川を走る大会が長野にあると聞いてエントリーした『第19回信州爆水RUN in 依田川』、前日にブログで過去の大会を検索したら出てくるのは「聞いてないよぉ〜」な内容ばかり。過去の参戦記を書く人のほぼ100%が負傷しているじゃないですか……。なかには溺れかけた、いやリアルに溺れたとかそういう話が次々に出てくるわけです。もしかして、これはゆるい大会なのにものすごく危ない大会なのではという疑惑を抱いての長野入り。
佐
久平の健康プラザで仮眠して、向かった会場は最初のイメージ通りのゆるい感じの大会。でろ祭と重なる部分が多々あり、居心地のよい感じがする。もっともそのでろ祭りも緩くてハードな大会なわけで、同じ匂いがするということは……と疑惑は高まるばかりである。
しかし、この爆水ランの緩さは半端ではない。応援に駆けつけた上田のアイドルPage01のリハーサル音が会場に大音量で流れている。しかもグダグダな感じが満載で、おそらく参加者の緊張を解くための作戦だったのかもしれない。同じく会場に駆けつけた信州のゆるキャラ、アルクマくんとイメージキャラクターのガッツRUN吉くんがまたゆるい空気を作り出すわけです。
ところが、スタートの号砲とともにその緩さは厳しさへと180度転換されました。まずトップ争いに向けての猛ダッシュが始まります。今回参加した4人のRUNツバッ!メンバーのうち2人はその争いに突っ込み好スタート。わたしは撮影をしてからのんびりスタートしていたら、気がつけば最後方……完全に置いていかれます。でも、今回はのんびりマイペースということでとりあえずはもう一人のRUNツバッ!メンバーと走り始めました。
まず川に入って、想定外だったのが川の中にある石のサイズと滑り具合。ソフトボールぐらいのサイズの丸い石がごろごろあって、とにかく滑るわけです。こういうのはビビったら負けです。腰が引けたらよけいにバランスを崩して転びやすくなる。骨盤をしっかり立てて、石の上をわざと滑りながら走ればOK。
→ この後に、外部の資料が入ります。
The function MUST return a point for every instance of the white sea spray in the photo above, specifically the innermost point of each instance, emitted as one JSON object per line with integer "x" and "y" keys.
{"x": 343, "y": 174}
でも、これをうまく言葉に出来ないので、一緒のメンバーにうまくアドバイスできないわけです。
そうこうしているうちに、川底が深く流れの速いところに到達。さすがにちょっと身の危険を感じました。川の流れをなめてはいけない。下りはまだいいけど、そこを上ったり横切ったりするときはかなりの力を必要とする感じです。周りを見ると体の小さい女の人や、男女問わず線の細い人が苦労しています。いや、苦労というか完全に身動きが取れなくなっています。これはまずいと思い、途中からサポートに徹することにしました。
近くにいる人たちで手をつないで流されないようにしたり、流されてきた人を支えたり。みんなでゴールを目指して爆水ランをします。1人では進めないような流れも大勢でならなんとか乗り切れる。初めましての人も加えて即席のチームができあがりました。こういうことができる大会は素晴らしい。
ただ、素晴らしくなかったのがわたしのサポート。結論からいえば途中で時間切れリタイアです。関門に5分足りませんでした。サポートした人たちからは「ごめんね」と言われたけど、本当にごめんねを言うべきはこちらのほう。サポートをするならちゃんとゴールできるまでサポートしなきゃいけない。楽しさばかり優先させてしまって、無理をさせてでも前に進ませなければいけなかった。
わたしに足りないもの、それは集団の統率力。知っているし、むしろそういうものを不要と思っていた。でも、実際にこういう立場になって統率力のなさを感じると、このままではいけないと強く感じる。わたしは誰かができなかったことを「仕方ない」とか「そういうこともある」なんて言うけど、集団を統率するなら「できないじゃなくて、やるんだ」と叱咤激励する姿勢も必要。それができないわたしはちょっと走れるランナーであるかもしれないけど、決して強いランナーじゃないのだと痛感しました。
だから悔しい。本当に悔しい。リタイアしたことよりもゴールまで導けなかったことが。
自分ひとりのゴールなんてそんなに難しくない。だから、この爆水ランにはそれを求めないことにした。来年は絶対に一人でも多くの人をゴールに導きけるようになりたい。そしてわたしも一緒にゴールをしたい。そのために何が必要なのかしっかり考え実践しようと思う。悔しい思いは1回で十分だ。マラソン人生初のリタイアはわたしにマラソンの違う顔をみせてくれました。マラソンは本当に奥深い。そして、悔しいながらも本当に楽しい時間を過ごせた『信州爆水RUN in 依田川』。毎年参加するのが楽しみな大会がまたひとつ増えました。